Un frente adicional en un mapa ya complejo

La definición del Ministerio de Seguridad sobre las amenazas escolares configura un nuevo frente de gestión para la administración de Ricardo Quintela, que este viernes transitó simultáneamente varias crisis sectoriales: el éxodo médico denunciado por Aproslar con 76 renuncias en 15 meses, la nueva cápita de PAMI de $2.100 por afiliado, el escándalo del Colegio de Farmacéuticos con la detención del vocal Bordón y la intervención de Inés Brizuela y Doria, las denuncias de la Asociación de Maestros y Profesores sobre el colapso del sistema educativo, el conflicto minero de Guandacol por la Ruta 506, y el impacto del ajuste nacional documentado por la Oficina de Presupuesto del Congreso.

Para la gestión de Zárate al frente del Ministerio de Seguridad, Justicia y DDHH, el tema de las amenazas escolares introduce una dimensión nueva respecto de las preocupaciones tradicionales de la cartera: la seguridad en las escuelas no se agota en cuestiones de infraestructura física o de presencia policial, sino que incluye la intervención sobre fenómenos digitales que escapan a los marcos clásicos de la política de seguridad.

La reunión del lunes con Educación configurará el primer paso formal de una respuesta integrada, que deberá traducirse —en las semanas siguientes— en protocolos escritos, instrucciones a las fuerzas policiales, acuerdos con las escuelas y, eventualmente, propuestas de modificación normativa que contemplen específicamente la nueva realidad.

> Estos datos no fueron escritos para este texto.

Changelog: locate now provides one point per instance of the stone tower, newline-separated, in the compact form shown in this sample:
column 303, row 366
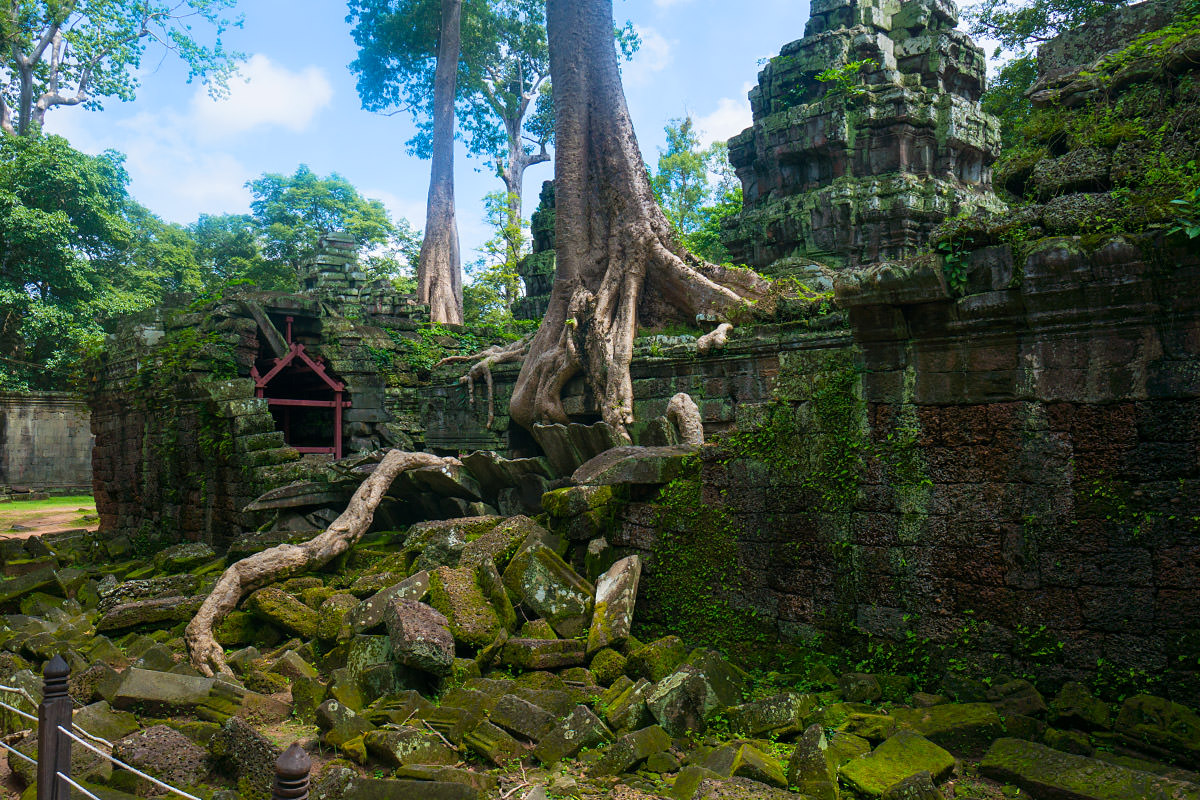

Mientras tanto, las aulas siguen

Para la comunidad educativa riojana, el mensaje del ministro de Seguridad llega con valor tranquilizador —al confirmar que el Estado trabaja activamente en el problema— pero también con admisión honesta de los límites: los servidores en el exterior, la complejidad del cibercrimen, las tensiones entre derecho a la intimidad y seguridad colectiva. No hay soluciones mágicas ni inmediatas; hay un proceso institucional en marcha que deberá articular la intervención de múltiples actores.

Mientras tanto, en las escuelas —desde la EPET N° 1 en la capital hasta las escuelas rurales del interior cuyas dificultades denunció hace pocos días la AMP— las clases continúan, los docentes administran la ansiedad colectiva lo mejor que pueden, los padres monitorean con creciente atención los teléfonos de sus hijos, y los alumnos transitan sus rutinas bajo una sombra nueva que hace apenas semanas parecía lejana.

El lunes, con la reunión Zárate-Martínez Francés, comenzará a escribirse la respuesta institucional formal. Mientras tanto, la prevención cotidiana sigue recayendo, como casi siempre en estas crisis, en las comunidades educativas y en las familias que cargan el peso inmediato del fenómeno. Con el horizonte explícito del ministro —«se hará sin dudarlo», si corresponde avanzar con allanamientos y detenciones— y con la promesa de protocolos que estarán listos pronto, La Rioja inicia un camino que, como ya mostraron otras provincias argentinas y otros países del mundo, será largo, complejo y sin respuestas simples.